24      Es gibt keinen Anlass, diese Beurteilungen in Frage zu stellen.

 Zum Zeichenvergleich und zur Verwechslungsgefahr

25      Bei der umfassenden Beurteilung der Verwechslungsgefahr ist hinsichtlich der Ähnlichkeit der einander gegenüberstehenden Zeichen in Bild, Klang oder Bedeutung auf den Gesamteindruck abzustellen, den die Zeichen hervorrufen, wobei insbesondere ihre kennzeichnungskräftigen und dominierenden Elemente zu berücksichtigen sind. Es kommt dabei entscheidend darauf an, wie die Marken auf den Durchschnittsverbraucher der betreffenden Waren oder Dienstleistungen wirken. Der Durchschnittsverbraucher nimmt eine Marke regelmäßig als Ganzes wahr und achtet nicht auf ihre verschiedenen Einzelheiten (vgl. Urteil vom 12. Juni 2007, HABM/Shaker, C‑334/05 P, EU:C:2007:333, Rn. 35 und die dort angeführte Rechtsprechung).

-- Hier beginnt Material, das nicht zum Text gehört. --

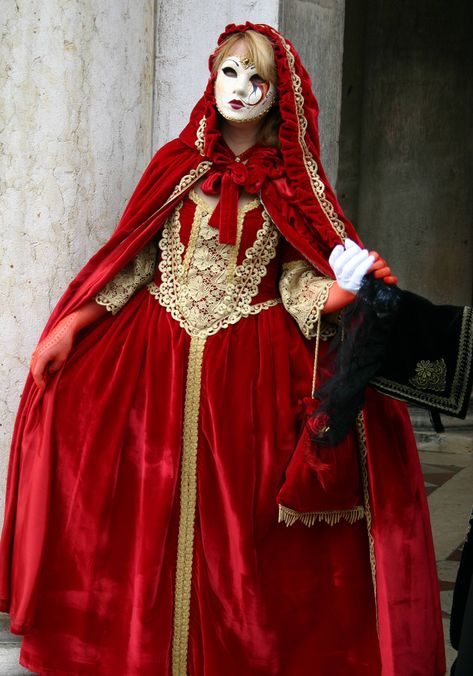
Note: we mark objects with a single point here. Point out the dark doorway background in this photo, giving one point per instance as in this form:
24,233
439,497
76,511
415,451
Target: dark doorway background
406,139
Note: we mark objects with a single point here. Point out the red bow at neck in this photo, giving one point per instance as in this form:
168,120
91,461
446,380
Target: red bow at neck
230,175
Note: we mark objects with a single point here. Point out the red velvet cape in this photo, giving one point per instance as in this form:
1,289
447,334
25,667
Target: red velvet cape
305,210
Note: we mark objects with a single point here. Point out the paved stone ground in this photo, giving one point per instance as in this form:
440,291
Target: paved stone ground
447,464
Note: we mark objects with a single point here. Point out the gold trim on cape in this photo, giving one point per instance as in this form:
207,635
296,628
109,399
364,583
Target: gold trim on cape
188,503
318,187
331,517
363,454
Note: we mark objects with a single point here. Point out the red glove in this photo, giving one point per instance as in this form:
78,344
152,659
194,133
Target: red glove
52,352
337,299
381,269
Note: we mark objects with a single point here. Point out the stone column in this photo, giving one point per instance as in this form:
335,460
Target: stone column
315,27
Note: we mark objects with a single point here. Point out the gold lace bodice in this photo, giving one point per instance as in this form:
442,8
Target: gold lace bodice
202,284
207,286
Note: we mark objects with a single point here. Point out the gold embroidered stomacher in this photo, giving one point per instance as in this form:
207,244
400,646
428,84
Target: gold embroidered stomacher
304,294
138,272
205,290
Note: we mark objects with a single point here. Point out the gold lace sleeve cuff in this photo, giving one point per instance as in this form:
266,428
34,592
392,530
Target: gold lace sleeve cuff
304,294
132,277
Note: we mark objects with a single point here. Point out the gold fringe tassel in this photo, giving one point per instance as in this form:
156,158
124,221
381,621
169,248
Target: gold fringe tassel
290,516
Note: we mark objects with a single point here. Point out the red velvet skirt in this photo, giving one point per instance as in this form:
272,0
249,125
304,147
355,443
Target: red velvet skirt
264,598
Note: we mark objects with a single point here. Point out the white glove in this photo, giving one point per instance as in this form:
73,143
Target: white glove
350,263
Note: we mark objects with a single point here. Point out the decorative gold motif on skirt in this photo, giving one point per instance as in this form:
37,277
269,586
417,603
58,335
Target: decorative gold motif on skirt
188,503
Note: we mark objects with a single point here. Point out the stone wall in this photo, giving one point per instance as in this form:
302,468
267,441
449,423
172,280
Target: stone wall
89,92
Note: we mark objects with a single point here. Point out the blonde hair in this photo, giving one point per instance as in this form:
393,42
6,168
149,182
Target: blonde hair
261,53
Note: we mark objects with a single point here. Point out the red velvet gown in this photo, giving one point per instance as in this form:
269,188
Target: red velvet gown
166,556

26      Die umfassende Beurteilung der Verwechslungsgefahr impliziert eine gewisse Wechselbeziehung zwischen den in Betracht kommenden Faktoren, insbesondere der Ähnlichkeit der Marken und der Ähnlichkeit der damit gekennzeichneten Waren oder Dienstleistungen. So kann ein geringer Grad an Ähnlichkeit der gekennzeichneten Waren oder Dienstleistungen durch einen höheren Grad an Ähnlichkeit der Marken ausgeglichen werden und umgekehrt (Urteile vom 29. September 1998, Canon, C‑39/97, EU:C:1998:442, Rn. 17, und vom 14. Dezember 2006, Mast-Jägermeister/HABM – Licorera Zacapaneca [VENADO mit Rahmen u. a.], T‑81/03, T‑82/03 und T‑103/03, EU:T:2006:397, Rn. 74).

27      Die Beschwerdekammer verglich die angemeldete Wortmarke NIVEA SKIN‑IDENTICAL Q10 mit den älteren Wortmarken SKINIDENT.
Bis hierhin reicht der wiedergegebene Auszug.